Fazendo a língua dobrar-se sobre si mesma, esta poesia toca as substâncias mais ardidas. Porque a linguagem de uma língua que não se desmorona nem se dobra é sempre insuficiente. No desmoronamento da língua, vai-se às ranhuras do outro (“o encontro é quando lambe o racho da minha sola”), à ferida do outro que permanece não cicatrizada (“roçar a língua na ferida não cicatrizada dum desconhecido”), aos buracos que constituem os abismos do corpo: “a língua desmoronando em cada dobra, enquanto você ardia por toda a dor do mundo.”. No limite, “na dobra esgarçada”, aquilo que se sustenta na fragilidade logo antes de desmoronar parece inteiro, intacto, livre de perigo: “a gota incólume,/ na dobra esgarçada/ parece amor.”. Sustentar o amor em uma gota – em um tempo em que “a tragédia [está] pronta pra despacho” –, porque “em toda alteridade resta um pouco de fim.”.
Se tudo que é outro aponta para a finitude, se ainda “algo haveria de se perder, sempre, no vácuo entre duas mãos sobrepostas”, talvez seja por isso mesmo que “as mãos, não soltamos”. É difícil saber se estamos tão sós “quando a espera é o grito”. O som disforme como um grito, como um som gutural, é o inarticulado, o desajuste que não cabe nas palavras, estando antes delas ou excedendo a elas. Este som inarticulado emitido pelo corpo-ruína é o sino que toca todo dia na hora errada anunciando repetidamente o desajuste do tempo: “vão queimar a vida!”.
Na página ao lado, o desenho de uma mulher com a unha na garganta arranha o grito ou arranha a garganta com a unha sufocando o grito? Versos ou desenhos, os traços de Bruna ocupam páginas, paredes e muros, ganham corpo em cima do que é precário e a partir da precariedade – isso que é dor e é também sobrevida. Se “o enquadramento impreciso” nos leva da visão – ou da impossibilidade dela – ao tato, seguimos tocando onde o outro queima: “os amantes de rua/ mutilados/ dançam sobre a brasa”; “o corpo ainda sente/ curva-se ao inevitável/ tomba no meio da rua”. Quando a espera é um grito, “é preciso fugir pelas beiradas”: “por um grito de não”.
Em sua biografia, Bruna Mitranose diz: “favelada, professora da rede pública e mestre em Literatura Portuguesa (UERJ)”. Em um passado recente, a poesia esteve muito atrelada a diplomatas, burocratas, embaixadores, funcionários públicos. Hoje, o alcance da poesia faz com que seja possível haver professoras e faveladas poetas. Se há uma amplidão social na poesia, isso não deve ser desvinculado de práticas políticas realizadas durante treze anos no Brasil. Transitar entre periferia, academia e poesia nunca foi a regra neste país. A garantia do livre-trânsito e a resistência ainda são lutas de cada um destes meios.

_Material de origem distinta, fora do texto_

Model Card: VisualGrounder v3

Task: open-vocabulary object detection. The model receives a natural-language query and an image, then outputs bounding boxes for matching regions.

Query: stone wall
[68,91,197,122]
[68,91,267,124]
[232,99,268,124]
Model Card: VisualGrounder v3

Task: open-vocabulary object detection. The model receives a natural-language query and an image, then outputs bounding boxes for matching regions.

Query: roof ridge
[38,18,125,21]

Em 2016, um golpe tirou uma mulher da presidência da república. A política não está à altura da poesia. Nunca antes neste país existiram tantas mulheres poetas. A política está aquém tanto da poesia como do amor porque ambos são o meio cujo princípio é o outro, o meio potencial de abertura ao desconhecer-se, ao deslocamento, ao convívio entre diferenças, ao encontro dos corpos. Expus aqui três corpus dentre uma imensidão de tantos outros corpos que transitam nesta cidade, que correm riscos porque existem, corpos que, por existirem, andam e caem e naufragam e emergem e sobrevivem com o que há de mais frágil e resistente.

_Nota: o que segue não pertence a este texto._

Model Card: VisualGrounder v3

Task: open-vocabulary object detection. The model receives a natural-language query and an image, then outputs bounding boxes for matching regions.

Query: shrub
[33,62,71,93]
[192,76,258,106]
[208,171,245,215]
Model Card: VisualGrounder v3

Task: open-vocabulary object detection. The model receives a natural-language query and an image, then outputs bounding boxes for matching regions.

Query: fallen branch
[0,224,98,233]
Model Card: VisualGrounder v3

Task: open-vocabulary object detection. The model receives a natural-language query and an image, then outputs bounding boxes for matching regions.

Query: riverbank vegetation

Danielle Magalhães nasceu em 1990 e vive no Rio de Janeiro. É graduada em História (UFF), mestra em Teoria Literária (UFRJ) e atualmente cursa o doutorado também em Teoria Literária (UFRJ), dedicando-se ao estudo sobre poesia brasileira contemporânea. Colaborou com revistas literárias como Mallarmargens, Polichinello, Plástico Bolha, Pittacos e Germina. Publicou “Quando o céu cair” (megamíni/7Letras, 2016). Edita, com Maíra Ferreira, a revista Oceânica.